Justice Douglas on Public Purpose and Federal Eminent Domain in Youngstown

January 22nd, 2015

While teaching Youngstown today, I noticed something that I hadn’t seen before. In Justice Douglas’s concurring opinion, he explains that the federal government can condemn property for any “public purpose.” Not public use, as the 5th Amendment provides, but public purpose.

The power of the Federal Government to condemn property is well established. It can condemn for any public purpose; and I have no doubt but that condemnation of a plant, factory, or industry in order to promote industrial peace would be constitutional. But there is a duty to pay for all property taken by the Government. The command of the Fifth Amendment is that no “private property be taken for public use, without just compensa- tion.” That constitutional requirement has an important bearing on the present case.

Only two years later in Berman v. Parker, Justice Douglas wrote for the Court that the appropriate standard is one of public purpose, not public use.

It is not for the courts to oversee the choice of the boundary line nor to sit in review on the size of a particular project area. Once the question of the public purpose has been decided, the amount and character of land to be taken for the project and the need for a particular tract to complete the integrated plan rests in the discretion of the legislative branch.

The Kelo Court would go on to apply the public purpose standard, effectively writing the public use clause out of the Constitution. Douglas telegraphed his view on the eminent domain power, which the other Justices elided, in an emergency case.

As an aside today I asked my students whether Congress could have passed a statute seizing all of the steel mills under its federal eminent domain power. The Justices, Douglas in particular, seem to assume such a statute would be within Congres’s powers.

In light of Will Baude’s excellent article on the federal eminent domain power, I don’t know if the answer is clearly correct, to the extent that Congress has to rely on its necessary and proper powers.
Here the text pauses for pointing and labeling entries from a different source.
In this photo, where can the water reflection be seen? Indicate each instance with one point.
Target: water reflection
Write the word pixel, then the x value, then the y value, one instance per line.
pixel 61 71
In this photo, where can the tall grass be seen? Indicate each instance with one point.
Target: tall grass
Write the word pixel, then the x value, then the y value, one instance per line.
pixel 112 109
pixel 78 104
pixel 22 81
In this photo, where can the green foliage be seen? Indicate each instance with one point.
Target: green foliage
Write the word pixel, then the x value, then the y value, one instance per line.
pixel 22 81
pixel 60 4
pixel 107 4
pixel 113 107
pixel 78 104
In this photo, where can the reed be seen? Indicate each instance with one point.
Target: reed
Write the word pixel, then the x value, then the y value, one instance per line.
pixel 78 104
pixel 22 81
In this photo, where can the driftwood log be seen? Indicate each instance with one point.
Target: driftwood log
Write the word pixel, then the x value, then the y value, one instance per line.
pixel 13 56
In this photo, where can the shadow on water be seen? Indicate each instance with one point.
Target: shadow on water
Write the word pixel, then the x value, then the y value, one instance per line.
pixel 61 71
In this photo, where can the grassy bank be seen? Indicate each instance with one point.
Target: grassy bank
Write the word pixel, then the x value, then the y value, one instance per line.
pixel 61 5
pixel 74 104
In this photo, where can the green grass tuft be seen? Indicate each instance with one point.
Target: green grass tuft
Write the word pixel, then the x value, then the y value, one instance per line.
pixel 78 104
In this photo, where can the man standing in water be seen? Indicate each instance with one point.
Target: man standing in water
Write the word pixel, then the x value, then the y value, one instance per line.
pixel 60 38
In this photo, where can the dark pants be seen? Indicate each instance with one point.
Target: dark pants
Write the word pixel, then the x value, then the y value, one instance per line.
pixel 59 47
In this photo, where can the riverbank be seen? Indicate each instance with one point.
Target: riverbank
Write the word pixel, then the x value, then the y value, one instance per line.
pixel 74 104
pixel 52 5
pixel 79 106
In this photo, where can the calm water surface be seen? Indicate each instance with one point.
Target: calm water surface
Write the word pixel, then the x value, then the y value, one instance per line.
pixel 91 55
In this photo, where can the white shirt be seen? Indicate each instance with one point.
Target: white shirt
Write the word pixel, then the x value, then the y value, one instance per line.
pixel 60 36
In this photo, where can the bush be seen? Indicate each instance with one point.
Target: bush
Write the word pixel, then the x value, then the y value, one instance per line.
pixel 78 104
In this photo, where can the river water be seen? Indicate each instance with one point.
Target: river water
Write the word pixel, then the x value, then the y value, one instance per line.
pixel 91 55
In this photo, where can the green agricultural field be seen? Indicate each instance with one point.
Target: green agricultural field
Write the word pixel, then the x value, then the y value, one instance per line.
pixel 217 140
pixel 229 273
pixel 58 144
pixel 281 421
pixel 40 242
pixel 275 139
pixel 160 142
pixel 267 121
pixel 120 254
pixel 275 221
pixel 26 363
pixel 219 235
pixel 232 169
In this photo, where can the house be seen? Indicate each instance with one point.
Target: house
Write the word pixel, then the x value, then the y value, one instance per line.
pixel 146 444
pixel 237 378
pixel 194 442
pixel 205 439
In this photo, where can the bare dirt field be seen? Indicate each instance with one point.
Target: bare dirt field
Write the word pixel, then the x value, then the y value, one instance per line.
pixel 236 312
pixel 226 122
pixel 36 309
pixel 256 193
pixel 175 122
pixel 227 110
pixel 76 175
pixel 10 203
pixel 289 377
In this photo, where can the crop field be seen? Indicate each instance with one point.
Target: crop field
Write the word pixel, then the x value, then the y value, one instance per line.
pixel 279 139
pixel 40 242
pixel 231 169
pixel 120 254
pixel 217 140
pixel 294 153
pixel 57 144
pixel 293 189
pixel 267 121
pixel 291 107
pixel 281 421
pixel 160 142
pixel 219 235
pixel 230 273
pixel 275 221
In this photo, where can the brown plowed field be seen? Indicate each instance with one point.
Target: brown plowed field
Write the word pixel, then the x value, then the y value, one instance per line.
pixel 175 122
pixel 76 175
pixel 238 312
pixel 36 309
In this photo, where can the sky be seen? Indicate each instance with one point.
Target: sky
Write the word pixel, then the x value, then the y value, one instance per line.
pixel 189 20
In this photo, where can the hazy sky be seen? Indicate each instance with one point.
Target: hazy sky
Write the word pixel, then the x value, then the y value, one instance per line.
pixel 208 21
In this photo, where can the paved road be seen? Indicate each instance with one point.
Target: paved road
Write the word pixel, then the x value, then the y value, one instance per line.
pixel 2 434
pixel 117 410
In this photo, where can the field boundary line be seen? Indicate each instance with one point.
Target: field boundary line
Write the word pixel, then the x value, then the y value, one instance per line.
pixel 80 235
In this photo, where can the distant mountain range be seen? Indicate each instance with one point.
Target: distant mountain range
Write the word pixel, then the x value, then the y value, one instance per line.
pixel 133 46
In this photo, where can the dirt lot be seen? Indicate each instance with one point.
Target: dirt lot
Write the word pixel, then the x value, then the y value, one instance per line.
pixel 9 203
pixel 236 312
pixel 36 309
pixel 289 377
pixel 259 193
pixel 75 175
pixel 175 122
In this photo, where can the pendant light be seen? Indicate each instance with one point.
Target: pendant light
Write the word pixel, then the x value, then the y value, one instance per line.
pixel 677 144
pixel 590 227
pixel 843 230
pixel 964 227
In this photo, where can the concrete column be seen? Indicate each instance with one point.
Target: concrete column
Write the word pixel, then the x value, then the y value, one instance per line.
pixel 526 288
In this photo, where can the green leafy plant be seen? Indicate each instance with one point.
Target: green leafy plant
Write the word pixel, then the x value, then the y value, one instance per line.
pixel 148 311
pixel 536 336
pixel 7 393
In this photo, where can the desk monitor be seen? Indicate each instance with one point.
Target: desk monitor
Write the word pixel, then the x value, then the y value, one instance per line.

Seizing still mills nationwide–and their employees–for an indeterminate period of time may be for a public purpose, and probably for a public use, but I think it would amount to “a great substantive and independent power which cannot be implied as incidental to other powers or used as a means of executing them.” And if this is correct–that not even Congress could have seized the mills–than Truman most certainly lacked the power to do it. Even if we were in Zone 1 or 2, Congress could not have delegated this power to the President.